= Bicycle Federation of Australia =

The Bicycle Federation of Australia (BFA) was the peak Australian body representing non-competitive cyclists, and directly represented over 20,000 cyclists who belonged to its affiliated groups in all states of Australia. Established in 1979 as a non-profit organisation, it advocated and lobbied Governments and the private sector for the several million Australians who ride bicycles for recreation, sport and transport. It discontinued its operations in February 2010.

==Structure==
BFA was a member of the Cycling Promotion Alliance and was the Australian member of the European Cyclists' Federation. It previously published the Australian Cyclist magazine.

Member organisations included: Pedal Power ACT, Bicycle NSW, Bicycle Queensland, Bicycle South Australia, Bicycle Institute of South Australia, the Cyclists' Action Group and the Bicycle Transportation Alliance from Western Australia, Bicycle Tasmania, Bicycle NT, Wheels of Justice and the Vintage Cycle Club of Victoria Inc. In 1998 Bicycle Victoria, which has the largest membership of all Australian bicycle advocacy organisations, did not continue its affiliation with the BFA.

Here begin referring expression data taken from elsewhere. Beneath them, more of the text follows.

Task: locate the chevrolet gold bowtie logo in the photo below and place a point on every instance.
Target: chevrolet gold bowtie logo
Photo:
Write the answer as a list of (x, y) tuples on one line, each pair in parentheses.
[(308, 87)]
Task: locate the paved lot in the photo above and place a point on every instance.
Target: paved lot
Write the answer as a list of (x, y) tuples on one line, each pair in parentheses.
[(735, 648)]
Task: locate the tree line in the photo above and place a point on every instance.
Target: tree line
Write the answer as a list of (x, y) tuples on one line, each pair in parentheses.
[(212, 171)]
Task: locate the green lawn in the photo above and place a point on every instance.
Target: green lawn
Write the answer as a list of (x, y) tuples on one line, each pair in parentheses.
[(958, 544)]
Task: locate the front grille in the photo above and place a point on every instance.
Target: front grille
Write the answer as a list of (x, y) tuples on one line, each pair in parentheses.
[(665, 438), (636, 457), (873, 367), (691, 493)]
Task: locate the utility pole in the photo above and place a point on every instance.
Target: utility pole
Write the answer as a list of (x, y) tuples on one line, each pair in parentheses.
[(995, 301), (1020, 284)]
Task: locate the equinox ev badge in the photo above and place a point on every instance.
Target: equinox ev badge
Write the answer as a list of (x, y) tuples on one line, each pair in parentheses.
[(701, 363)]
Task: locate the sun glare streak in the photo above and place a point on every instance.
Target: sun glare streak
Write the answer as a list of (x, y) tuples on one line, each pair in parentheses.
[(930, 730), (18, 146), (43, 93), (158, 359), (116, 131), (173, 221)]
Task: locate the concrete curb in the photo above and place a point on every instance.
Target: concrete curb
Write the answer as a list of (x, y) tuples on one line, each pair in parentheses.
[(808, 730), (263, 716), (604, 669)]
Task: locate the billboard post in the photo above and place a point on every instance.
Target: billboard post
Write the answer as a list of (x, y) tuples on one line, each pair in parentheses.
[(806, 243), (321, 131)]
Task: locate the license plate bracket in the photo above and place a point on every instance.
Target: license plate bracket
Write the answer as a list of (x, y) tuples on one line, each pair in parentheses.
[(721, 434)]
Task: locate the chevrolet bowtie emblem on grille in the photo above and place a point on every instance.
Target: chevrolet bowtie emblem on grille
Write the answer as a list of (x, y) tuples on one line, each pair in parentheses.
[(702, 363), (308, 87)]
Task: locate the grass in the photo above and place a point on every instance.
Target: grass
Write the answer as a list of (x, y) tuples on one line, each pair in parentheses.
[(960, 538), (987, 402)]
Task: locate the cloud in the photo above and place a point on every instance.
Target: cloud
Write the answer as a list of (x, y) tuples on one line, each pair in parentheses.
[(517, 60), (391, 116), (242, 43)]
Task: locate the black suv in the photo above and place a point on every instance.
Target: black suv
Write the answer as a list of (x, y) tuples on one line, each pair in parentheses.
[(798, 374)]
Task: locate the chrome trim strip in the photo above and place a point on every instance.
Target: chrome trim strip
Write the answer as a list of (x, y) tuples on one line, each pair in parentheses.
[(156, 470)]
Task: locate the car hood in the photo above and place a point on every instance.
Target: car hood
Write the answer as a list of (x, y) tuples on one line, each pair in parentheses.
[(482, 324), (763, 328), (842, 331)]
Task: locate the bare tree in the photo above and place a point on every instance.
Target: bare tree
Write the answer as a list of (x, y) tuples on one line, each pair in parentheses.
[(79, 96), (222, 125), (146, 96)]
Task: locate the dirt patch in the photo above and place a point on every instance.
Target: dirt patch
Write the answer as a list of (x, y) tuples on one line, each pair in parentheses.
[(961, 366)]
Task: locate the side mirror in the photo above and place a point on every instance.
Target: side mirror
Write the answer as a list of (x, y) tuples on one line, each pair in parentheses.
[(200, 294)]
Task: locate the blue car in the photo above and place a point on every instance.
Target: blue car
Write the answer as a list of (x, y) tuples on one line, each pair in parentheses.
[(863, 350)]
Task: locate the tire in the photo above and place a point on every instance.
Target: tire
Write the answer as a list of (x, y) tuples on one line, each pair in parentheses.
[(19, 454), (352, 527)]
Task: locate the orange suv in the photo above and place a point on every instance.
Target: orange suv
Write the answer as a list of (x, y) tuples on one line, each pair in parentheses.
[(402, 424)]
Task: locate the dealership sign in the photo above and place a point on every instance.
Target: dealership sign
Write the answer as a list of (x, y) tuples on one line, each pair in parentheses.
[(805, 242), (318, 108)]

One of the last major acts of the BFA was to secure significant Federal funding from the Department of Health and Ageing for AustCycle. AustCycle is a joint venture between the Amy Gillett Foundation and Cycling Australia. AustCycle's role is to provide cycling training for all people who want to ride bikes for recreation and transport.

Since February 2010 there had been no peak body to represent non-competitive cyclists in Australia. In August 2013 Bicycle Network announced its intention to broaden nationally and now has offices in Melbourne and Hobart.

The Bicycle Federation of Australia website has been archived at the Australian National Library Pandora website as a site of digital significance.